As of today, there are more than 2,700 videos on the Khan Academy site. All of them have been created by Salman Khan himself, with the exception of those produced by the SmartHistory team who Khan hired a few months ago.
Over the course of a few short years, Khan has accumulated a vast library of education videos that are now used in schools and homes across the country.
But no man is an island, as they say, and Khan is opening up his academy – at least in part – to the great Internet expanse.
In the very foreseeable future, teachers will be able to upload their own videos to the Khan Academy, but also be able to create their own “knowledge maps” or repositories of content for their classes, using videos – within or outside of the Khan Academy – and all of Khan's analytics, and reporting tools, in order to customize their own curricula.
Khan describes it this way:
“In the first iteration, let’s say you teach gender studies at U.C. Berkeley. You could put up your own videos, exercises, and everything you want for the class.

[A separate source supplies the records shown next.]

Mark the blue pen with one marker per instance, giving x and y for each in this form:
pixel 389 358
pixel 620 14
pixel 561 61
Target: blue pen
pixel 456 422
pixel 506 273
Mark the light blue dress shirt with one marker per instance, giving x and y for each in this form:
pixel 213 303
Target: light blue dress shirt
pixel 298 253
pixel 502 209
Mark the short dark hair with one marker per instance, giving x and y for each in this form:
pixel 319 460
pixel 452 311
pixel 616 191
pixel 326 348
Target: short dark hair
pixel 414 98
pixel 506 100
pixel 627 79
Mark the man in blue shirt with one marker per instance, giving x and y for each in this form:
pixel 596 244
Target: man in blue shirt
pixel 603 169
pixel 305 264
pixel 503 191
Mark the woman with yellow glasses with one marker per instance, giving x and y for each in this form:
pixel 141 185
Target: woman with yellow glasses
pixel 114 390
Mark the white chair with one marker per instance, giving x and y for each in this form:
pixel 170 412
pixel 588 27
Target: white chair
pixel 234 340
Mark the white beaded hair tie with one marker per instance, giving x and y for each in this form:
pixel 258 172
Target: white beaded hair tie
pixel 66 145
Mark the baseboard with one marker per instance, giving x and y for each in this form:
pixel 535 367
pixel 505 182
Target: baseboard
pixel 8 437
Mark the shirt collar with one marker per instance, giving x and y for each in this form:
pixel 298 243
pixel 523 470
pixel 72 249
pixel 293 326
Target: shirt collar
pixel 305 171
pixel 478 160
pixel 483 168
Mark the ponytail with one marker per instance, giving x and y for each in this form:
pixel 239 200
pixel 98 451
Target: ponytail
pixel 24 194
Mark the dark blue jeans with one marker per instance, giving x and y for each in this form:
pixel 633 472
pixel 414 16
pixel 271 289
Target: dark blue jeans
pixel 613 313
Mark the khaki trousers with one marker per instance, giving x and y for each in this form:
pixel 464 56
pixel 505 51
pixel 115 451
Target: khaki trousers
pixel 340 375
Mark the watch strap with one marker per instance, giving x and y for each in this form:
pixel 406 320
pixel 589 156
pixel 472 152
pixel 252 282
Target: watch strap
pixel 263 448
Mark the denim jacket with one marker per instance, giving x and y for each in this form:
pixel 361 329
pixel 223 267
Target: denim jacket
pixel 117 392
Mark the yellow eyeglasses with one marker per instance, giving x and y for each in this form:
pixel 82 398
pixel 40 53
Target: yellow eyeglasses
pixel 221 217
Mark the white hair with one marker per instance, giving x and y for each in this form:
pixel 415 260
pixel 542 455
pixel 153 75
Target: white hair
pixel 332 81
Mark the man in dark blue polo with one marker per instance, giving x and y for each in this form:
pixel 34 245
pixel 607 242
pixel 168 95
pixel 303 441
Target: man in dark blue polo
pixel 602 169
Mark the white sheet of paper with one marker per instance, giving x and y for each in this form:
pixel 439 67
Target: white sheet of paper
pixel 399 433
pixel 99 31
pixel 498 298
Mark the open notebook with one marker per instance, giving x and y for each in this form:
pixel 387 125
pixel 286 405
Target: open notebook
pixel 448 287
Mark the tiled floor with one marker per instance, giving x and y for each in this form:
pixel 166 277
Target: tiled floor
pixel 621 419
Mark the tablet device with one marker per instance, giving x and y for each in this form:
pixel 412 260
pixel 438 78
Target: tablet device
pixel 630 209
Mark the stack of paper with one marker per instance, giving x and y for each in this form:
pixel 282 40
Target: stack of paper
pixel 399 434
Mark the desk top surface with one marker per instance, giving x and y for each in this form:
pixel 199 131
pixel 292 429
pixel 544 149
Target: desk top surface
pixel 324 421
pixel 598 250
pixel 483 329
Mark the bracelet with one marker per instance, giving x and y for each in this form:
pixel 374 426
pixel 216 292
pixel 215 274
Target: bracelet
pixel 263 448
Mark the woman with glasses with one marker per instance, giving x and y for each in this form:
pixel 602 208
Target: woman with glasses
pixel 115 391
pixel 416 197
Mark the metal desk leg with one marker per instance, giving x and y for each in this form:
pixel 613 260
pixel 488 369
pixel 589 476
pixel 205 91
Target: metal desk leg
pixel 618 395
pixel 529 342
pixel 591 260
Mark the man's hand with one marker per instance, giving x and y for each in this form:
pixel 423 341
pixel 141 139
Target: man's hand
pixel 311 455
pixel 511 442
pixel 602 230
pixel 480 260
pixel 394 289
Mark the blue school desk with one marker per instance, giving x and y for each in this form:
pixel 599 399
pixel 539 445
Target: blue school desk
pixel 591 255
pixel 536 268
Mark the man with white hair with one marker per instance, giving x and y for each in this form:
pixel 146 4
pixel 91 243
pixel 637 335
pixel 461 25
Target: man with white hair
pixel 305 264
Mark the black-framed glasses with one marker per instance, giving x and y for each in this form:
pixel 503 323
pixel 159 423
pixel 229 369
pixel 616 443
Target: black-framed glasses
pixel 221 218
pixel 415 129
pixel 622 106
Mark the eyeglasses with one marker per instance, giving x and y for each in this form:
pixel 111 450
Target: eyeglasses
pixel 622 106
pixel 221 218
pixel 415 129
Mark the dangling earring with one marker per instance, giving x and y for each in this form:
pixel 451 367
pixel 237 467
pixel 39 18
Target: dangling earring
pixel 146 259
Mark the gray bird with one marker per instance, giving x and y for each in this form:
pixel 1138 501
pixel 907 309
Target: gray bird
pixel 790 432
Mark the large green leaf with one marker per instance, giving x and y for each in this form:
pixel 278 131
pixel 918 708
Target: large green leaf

Plus, you could leverage all the tools we have – a dashboard, analytics, reporting tools – and you could create your own island for your own class."
Eventually, the site will serve as a highly curated repository of educational videos – those considered valuable by Khan and his team.
“The deal will be, you can use our tools if we can put your stuff onto our noncommercial public domain,” Khan said. “We don’t know how it’ll turn out, but we suspect there will be some amazing things put up."
And rather than big buckets of random videos, Khan hopes the site will house, for example, “the definite course on technology,” which might be a combination of a few different people’s content.
“We have all these fancy tools and modules we’re building that are just supporting my videos. Why can’t it support someone who’s teaching a different language, or quantum physics, or gender studies,” he said. “We want to expose our tools so that everyone can use them to help kids learn at their own pace,” he said.
But the curation part of this effort is key. Though there will be a “Wild West part that someone can dig through if they’re in the mood,” he said the designated subjects will be heavily curated.
Khan will also hire a few new teachers and expand the topics of coverage to go beyond his specialties in the STEM field and into the arts and humanities. Stay tuned to hear who these personalities might be.
The most recent influx of cash came from the $5 million donation from the O'Sullivan Foundation. Khan has also received funding from other sources: Reed Hastings, founder of Netflix donated $3 million; Scott Cook, co-founder of Intuit, and his wife donated $1 million; Google last year donated $2 million; and Bill Gates has donated more than $5 million in total over the last few years, Khan said.